Sir Nick White, an Oxford University tropical-medicine professor, confirmed by email that his own planned study of hydroxychloroquine as a preventive was ordered shut down because of the RECOVERY results.
White convinced U.K. authorities to reverse that decision, but said in his own journal paper this month that a number of such trials “are now under substantial threat, as some regulatory agencies have actively stopped ongoing studies.”This file photograph taken on May 20, 2020, shows a bottle and pills of Hydroxychloroquine as they sit on a counter at Rock Canyon Pharmacy in Provo, Utah. Photo by GEORGE FREY/AFP via Getty Images
Prematurely ending trials because of misinterpretation and other factors means it’s still unknown whether drugs like hydroxychloroquine could, in fact, be useful as preventives or early in the illness, Mills said.
He traces the problem in part to the unprecedented way science is being communicated during the pandemic.
Instead of a sober exchange of peer-reviewed journal papers, research is often first published on “pre-print” websites or in news releases without review, then reported by journalists and spread through social media.
“Never before have we seen a medical scenario become such a public topic, where you have the president of the United States and the president of other countries weighing in on whether a drug works or not,” he noted. “And then you have the public weighing in on whether they agree with that individual, based on their own politics. This is unheard-of.”
Meanwhile, experts who rule on funding requests and ethics approvals can be unaware that there are at least five distinct phases of COVID-19, the Canadians’ paper said.

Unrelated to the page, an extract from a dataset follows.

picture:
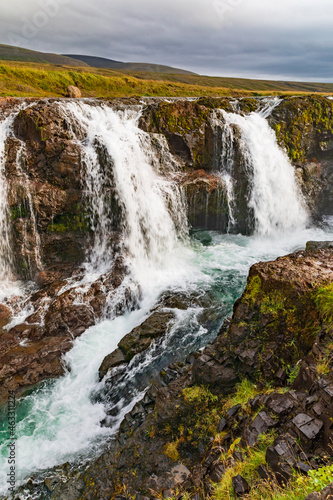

A drug with possible anti-viral capabilities, like hydroxychloroquine, may help a patient in the early stages of the disease when the virus itself is the threat. But it’s unlikely to help a patient who is severely ill and in the intensive-care unit, at which point the enemy is an exaggerated immune response and inflammation, said Mills.
Even the drug Remdesivir — a modest success story among COVID treatments — was found in one study to have little benefit when begun an average of 11 days after symptoms started. Another trial, however, concluded that it hastened recovery when administered two days earlier, noted the commentary.
The RECOVERY trial looked at only hospitalized patients, but had a much wider fallout, and not just on White’s study.
The Crown Coronation trial headed by Washington University in St. Louis was set to study hydroxychloroquine as a prophylaxis for 40,000 front-line health workers, but researchers were told to switch gears because of RECOVERY’s findings, said Mills.
An ethics board in South Africa halted a trial on using lopinavir on COVID outpatients because of RECOVERY’s hospital patient results. Investigators eventually persuaded the board to change its ruling, but lost eight crucial weeks amid the debate, said Miils.
That and other problems leave him worried that the current pandemic will end without a good handle on how to effectively treat those people who still get sick — and before they end up in hospital.